The crisis is most apparent at the top of the planet. Siberia has baked all year, registering temperatures that would be practically impossible without greenhouse gas pollution and record wildfires. Greenland last year shed the most ice ever recorded, and by 2035, the Arctic may see an ice-free summer — the first since anatomically modern humans initially left Africa 120,000 years ago. On the other side of the world, the South Pole has been warming at three times the global average rate since 1989. Natural weather variations played a larger role in the heat increase there than human ones — an increasingly rare occurrence.

At the same time, high-level earth science is making progress in estimating how quickly the world will heat up. Since the late 1970s, when the first major U.S. study on the topic was published, scientists have framed it like this: If the level of atmospheric CO₂ doubled compared with preindustrial times, how much would the planet eventually warm? For 40 years the answer has been anywhere from 1.5C to 4.5C, but for the first time, top climatologists have been able to narrow that range to 2.6C to 3.9C. Of course, those estimates rule out many of science’s previous best-case scenarios. The world has already warmed by about 1C, and recent estimates project a catastrophic 3C by 2100 unless the world halts its carbon binge.
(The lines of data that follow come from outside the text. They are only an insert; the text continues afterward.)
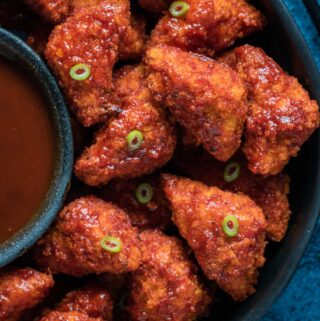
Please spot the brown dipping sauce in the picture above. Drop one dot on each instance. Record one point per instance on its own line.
(27, 148)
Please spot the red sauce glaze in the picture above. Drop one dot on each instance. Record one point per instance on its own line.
(27, 149)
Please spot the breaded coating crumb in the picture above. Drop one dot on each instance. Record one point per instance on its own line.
(198, 212)
(20, 290)
(206, 97)
(92, 300)
(165, 287)
(154, 214)
(209, 26)
(90, 36)
(72, 245)
(111, 157)
(54, 11)
(270, 193)
(68, 316)
(281, 115)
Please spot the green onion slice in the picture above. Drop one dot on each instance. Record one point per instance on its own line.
(144, 193)
(134, 139)
(231, 172)
(230, 225)
(178, 9)
(80, 72)
(111, 244)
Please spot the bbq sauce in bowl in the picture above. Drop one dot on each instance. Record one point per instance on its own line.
(27, 149)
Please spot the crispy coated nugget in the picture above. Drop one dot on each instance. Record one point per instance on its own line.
(92, 300)
(198, 212)
(20, 290)
(204, 96)
(91, 36)
(270, 193)
(68, 316)
(165, 287)
(154, 214)
(209, 26)
(111, 157)
(54, 11)
(281, 115)
(72, 245)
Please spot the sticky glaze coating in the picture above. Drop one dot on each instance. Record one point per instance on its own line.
(91, 36)
(205, 97)
(110, 156)
(20, 290)
(165, 287)
(270, 193)
(198, 212)
(54, 11)
(68, 316)
(209, 26)
(155, 214)
(92, 300)
(281, 115)
(72, 245)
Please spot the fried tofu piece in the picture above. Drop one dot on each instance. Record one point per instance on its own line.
(199, 212)
(20, 290)
(206, 97)
(209, 26)
(72, 246)
(270, 193)
(54, 11)
(155, 5)
(165, 287)
(281, 115)
(90, 36)
(92, 300)
(155, 214)
(68, 316)
(112, 157)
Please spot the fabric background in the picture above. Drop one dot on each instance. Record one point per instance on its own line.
(301, 300)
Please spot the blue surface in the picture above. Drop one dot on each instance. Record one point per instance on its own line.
(301, 300)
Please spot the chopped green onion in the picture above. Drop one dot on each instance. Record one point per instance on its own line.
(231, 172)
(230, 225)
(178, 9)
(144, 193)
(80, 72)
(134, 139)
(111, 244)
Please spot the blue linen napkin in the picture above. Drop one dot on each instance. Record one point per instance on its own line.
(301, 300)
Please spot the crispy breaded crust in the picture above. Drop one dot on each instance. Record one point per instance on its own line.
(72, 245)
(281, 115)
(209, 26)
(198, 212)
(165, 287)
(91, 36)
(22, 289)
(205, 97)
(270, 193)
(54, 11)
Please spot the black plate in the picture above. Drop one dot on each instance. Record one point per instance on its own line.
(284, 42)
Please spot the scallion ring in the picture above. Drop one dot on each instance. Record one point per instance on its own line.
(144, 193)
(80, 72)
(230, 225)
(111, 244)
(231, 172)
(178, 9)
(134, 139)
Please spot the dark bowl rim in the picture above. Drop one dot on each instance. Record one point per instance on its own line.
(13, 47)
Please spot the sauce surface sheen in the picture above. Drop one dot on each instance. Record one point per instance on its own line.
(27, 148)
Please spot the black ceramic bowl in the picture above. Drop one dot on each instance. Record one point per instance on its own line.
(283, 41)
(17, 51)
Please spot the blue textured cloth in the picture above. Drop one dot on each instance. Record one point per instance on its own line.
(301, 300)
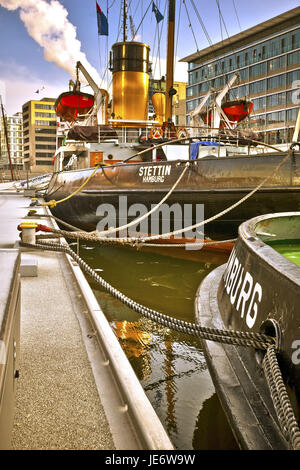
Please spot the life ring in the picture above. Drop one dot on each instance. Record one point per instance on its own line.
(156, 133)
(182, 133)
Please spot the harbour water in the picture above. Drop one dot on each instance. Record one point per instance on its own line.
(170, 365)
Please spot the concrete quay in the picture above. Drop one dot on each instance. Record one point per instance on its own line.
(76, 389)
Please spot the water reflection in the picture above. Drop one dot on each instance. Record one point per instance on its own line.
(170, 365)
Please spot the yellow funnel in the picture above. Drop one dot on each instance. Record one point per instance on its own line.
(159, 103)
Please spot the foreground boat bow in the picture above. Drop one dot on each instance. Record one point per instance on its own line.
(257, 290)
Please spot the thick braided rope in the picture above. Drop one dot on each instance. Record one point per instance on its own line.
(281, 399)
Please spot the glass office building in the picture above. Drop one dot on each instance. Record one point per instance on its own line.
(267, 59)
(39, 134)
(15, 142)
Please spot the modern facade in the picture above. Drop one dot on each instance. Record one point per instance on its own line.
(15, 142)
(39, 134)
(267, 59)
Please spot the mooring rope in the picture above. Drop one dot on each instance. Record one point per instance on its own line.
(282, 405)
(280, 398)
(256, 340)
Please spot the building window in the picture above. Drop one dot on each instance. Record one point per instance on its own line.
(257, 70)
(291, 114)
(257, 87)
(294, 58)
(43, 162)
(259, 103)
(293, 77)
(276, 82)
(44, 131)
(46, 123)
(276, 100)
(276, 118)
(276, 64)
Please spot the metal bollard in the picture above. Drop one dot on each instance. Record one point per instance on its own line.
(28, 232)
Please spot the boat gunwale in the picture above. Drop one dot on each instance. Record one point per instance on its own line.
(259, 248)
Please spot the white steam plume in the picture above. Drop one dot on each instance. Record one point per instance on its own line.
(47, 23)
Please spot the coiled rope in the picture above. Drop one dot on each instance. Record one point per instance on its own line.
(258, 341)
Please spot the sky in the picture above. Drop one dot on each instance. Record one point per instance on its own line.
(41, 40)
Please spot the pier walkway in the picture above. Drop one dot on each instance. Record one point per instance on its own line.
(66, 394)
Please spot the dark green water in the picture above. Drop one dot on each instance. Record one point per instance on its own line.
(170, 366)
(289, 249)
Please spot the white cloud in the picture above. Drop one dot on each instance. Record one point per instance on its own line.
(19, 85)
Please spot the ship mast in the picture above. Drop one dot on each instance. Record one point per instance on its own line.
(170, 61)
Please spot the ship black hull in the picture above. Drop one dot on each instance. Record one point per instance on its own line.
(236, 370)
(217, 183)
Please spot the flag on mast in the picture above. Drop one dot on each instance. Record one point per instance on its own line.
(102, 22)
(157, 13)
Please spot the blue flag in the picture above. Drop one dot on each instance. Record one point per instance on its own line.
(157, 13)
(102, 22)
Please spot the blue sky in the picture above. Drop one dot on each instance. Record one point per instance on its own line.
(24, 68)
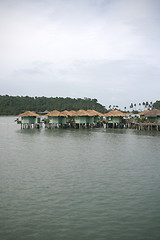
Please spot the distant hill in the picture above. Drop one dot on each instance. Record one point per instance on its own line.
(14, 105)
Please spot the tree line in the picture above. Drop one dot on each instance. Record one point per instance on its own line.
(14, 105)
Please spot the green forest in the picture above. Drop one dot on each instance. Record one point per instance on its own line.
(14, 105)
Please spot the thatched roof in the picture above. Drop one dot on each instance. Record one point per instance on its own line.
(115, 113)
(93, 113)
(65, 112)
(82, 113)
(153, 113)
(54, 113)
(144, 112)
(29, 114)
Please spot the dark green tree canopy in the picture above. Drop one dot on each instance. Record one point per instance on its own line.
(14, 105)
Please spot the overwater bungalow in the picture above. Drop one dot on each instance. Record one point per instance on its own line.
(141, 114)
(81, 118)
(30, 120)
(94, 117)
(153, 116)
(114, 118)
(55, 119)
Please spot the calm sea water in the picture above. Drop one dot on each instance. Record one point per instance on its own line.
(67, 184)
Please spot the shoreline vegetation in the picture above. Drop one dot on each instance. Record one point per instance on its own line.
(14, 105)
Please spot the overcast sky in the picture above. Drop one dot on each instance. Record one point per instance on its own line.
(104, 49)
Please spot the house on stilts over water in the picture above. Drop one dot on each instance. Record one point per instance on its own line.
(29, 120)
(115, 119)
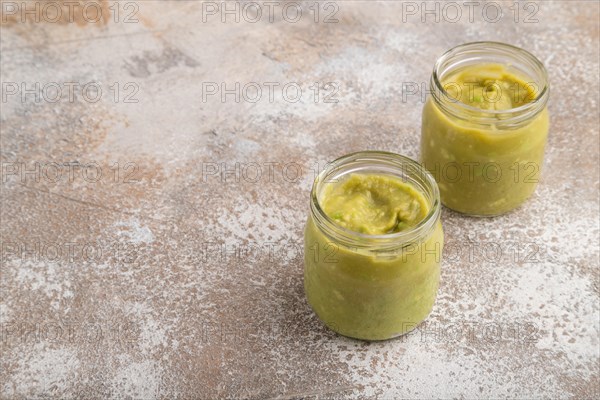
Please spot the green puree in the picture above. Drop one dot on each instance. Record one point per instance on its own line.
(488, 87)
(484, 169)
(373, 204)
(359, 292)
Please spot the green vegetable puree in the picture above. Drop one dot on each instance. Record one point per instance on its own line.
(484, 169)
(359, 292)
(374, 204)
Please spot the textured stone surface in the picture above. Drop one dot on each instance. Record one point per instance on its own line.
(141, 301)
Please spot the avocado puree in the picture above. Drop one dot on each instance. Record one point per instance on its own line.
(356, 291)
(491, 168)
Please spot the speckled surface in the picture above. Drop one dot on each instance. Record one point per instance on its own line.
(164, 278)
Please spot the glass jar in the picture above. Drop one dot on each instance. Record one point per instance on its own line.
(486, 158)
(373, 287)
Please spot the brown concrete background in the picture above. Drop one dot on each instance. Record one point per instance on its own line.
(142, 302)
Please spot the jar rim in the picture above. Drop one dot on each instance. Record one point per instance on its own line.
(358, 239)
(534, 106)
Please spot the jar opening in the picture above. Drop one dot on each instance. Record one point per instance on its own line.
(385, 163)
(517, 60)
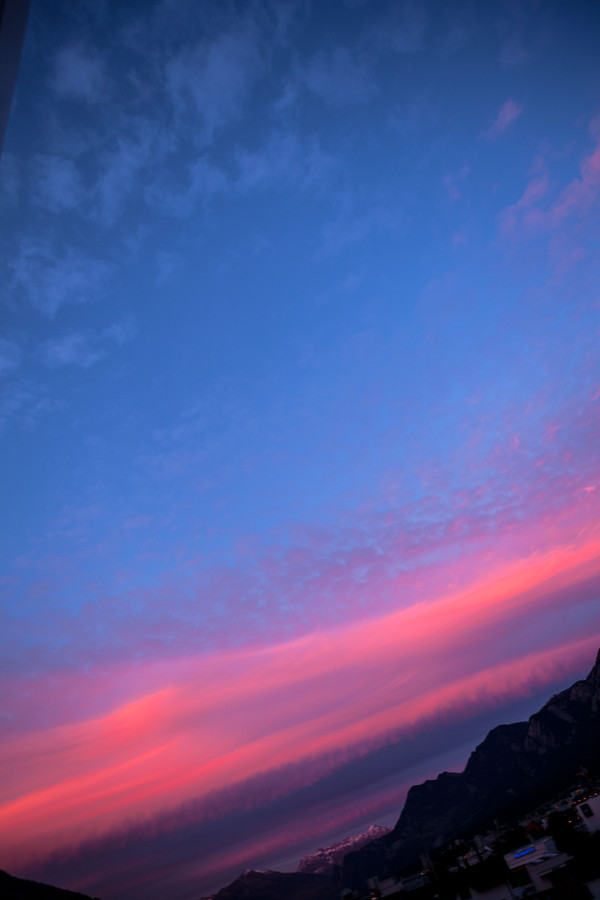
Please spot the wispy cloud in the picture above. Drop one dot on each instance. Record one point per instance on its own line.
(509, 112)
(80, 74)
(48, 278)
(215, 77)
(83, 348)
(403, 29)
(338, 78)
(58, 183)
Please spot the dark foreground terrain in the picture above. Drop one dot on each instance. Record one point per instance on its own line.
(515, 768)
(12, 888)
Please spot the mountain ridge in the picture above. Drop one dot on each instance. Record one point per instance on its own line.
(512, 769)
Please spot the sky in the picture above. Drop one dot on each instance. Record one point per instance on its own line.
(299, 418)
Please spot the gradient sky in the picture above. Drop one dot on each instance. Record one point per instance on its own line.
(299, 418)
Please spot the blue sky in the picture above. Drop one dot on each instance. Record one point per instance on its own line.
(300, 331)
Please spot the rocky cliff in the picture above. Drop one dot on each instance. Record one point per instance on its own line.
(515, 767)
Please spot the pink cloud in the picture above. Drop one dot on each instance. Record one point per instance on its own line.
(508, 113)
(315, 703)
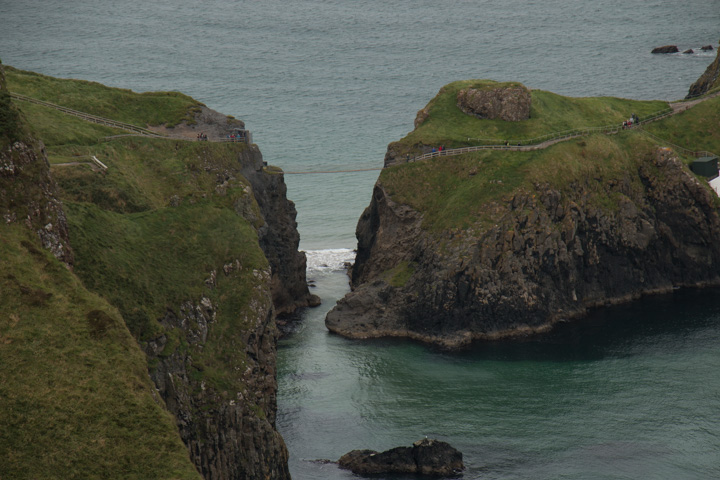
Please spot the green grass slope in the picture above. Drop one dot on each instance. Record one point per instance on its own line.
(447, 125)
(75, 398)
(695, 129)
(469, 191)
(149, 231)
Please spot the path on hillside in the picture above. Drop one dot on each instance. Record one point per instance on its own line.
(675, 108)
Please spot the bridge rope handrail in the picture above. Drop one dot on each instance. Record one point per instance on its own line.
(88, 117)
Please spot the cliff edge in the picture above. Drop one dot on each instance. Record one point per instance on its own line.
(498, 243)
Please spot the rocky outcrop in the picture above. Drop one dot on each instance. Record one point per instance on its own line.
(666, 49)
(229, 437)
(425, 457)
(28, 193)
(707, 81)
(552, 255)
(234, 437)
(509, 103)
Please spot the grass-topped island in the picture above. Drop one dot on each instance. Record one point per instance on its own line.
(508, 240)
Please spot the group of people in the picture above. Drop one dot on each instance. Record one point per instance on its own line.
(633, 120)
(233, 137)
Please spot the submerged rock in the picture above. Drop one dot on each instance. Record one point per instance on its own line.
(425, 457)
(708, 80)
(666, 49)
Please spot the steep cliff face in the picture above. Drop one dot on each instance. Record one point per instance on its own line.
(708, 80)
(230, 435)
(28, 194)
(278, 235)
(552, 254)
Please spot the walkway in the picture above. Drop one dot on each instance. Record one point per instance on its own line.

Scientists continue to refine their outlooks on the major perils facing humanity, from the global scale of sea-level rise to the impacts of heat on human cognition and motor skills. Even the poor pups won’t be spared. British veterinary data revealed that dogs with flat faces and wide skulls are twice as likely to suffer heat-related illnesses compared to dogs with pronounced snouts. Purebreds in general are more at risk than mutts.

There’s an upside to all this: It absolutely doesn’t have to be this way. “The most comprehensive dataset ever collected” on heat-related mortality, according to Climate Impact Lab, suggests that today’s poorest countries will suffer the greatest losses from the coming heat, while richer nations will have more resources to adapt. By projecting climate inequality, researchers have estimated in dollars how much damage each metric ton of CO₂ will inflict on the world in the form of heat deaths. While the answer suggests previous estimates of CO₂’s cost were far too low, it nonetheless gives policymakers a price — grounded in real data — to inform their plans for cutting future emissions.

A new idea for identifying a realistic carbon price takes advantage of the scientific recommendation that emissions should wind down to net zero by 2050. Backing a carbon price linked to near-term emissions goals rather than scientific estimates for an entire century could be more appealing to lawmakers who deal in the here and now, its backers say.

There’s no shortage of ideas that would improve lives and the climate and not require a carbon price, however. Better fisheries management could increase seafood yields by 74% over the next 30 years and help sustainably feed a human population that’s by then projected to reach almost 10 billion people. Satellite imagery now allows scientists to pinpoint threatened tropical forests that store the most carbon, which could lead to their protection by policymakers. And solar modules made from the mineral perovskite, which is great at both absorbing light and shuttling electrons around, may be inching closer to the real world, according to research journals.

Obstacles to change, and even to fact-based debate, are plenty. Big gas providers oversell the potential of “green gas,” which is derived from a biological source or has its carbon removed and safely stored. Even news organizations have given greater credence to opponents of climate policy compared to proponents trying to raise alarms. Researchers are good at identifying and analyzing these obstacles. Overcoming these impediments is up to everybody else.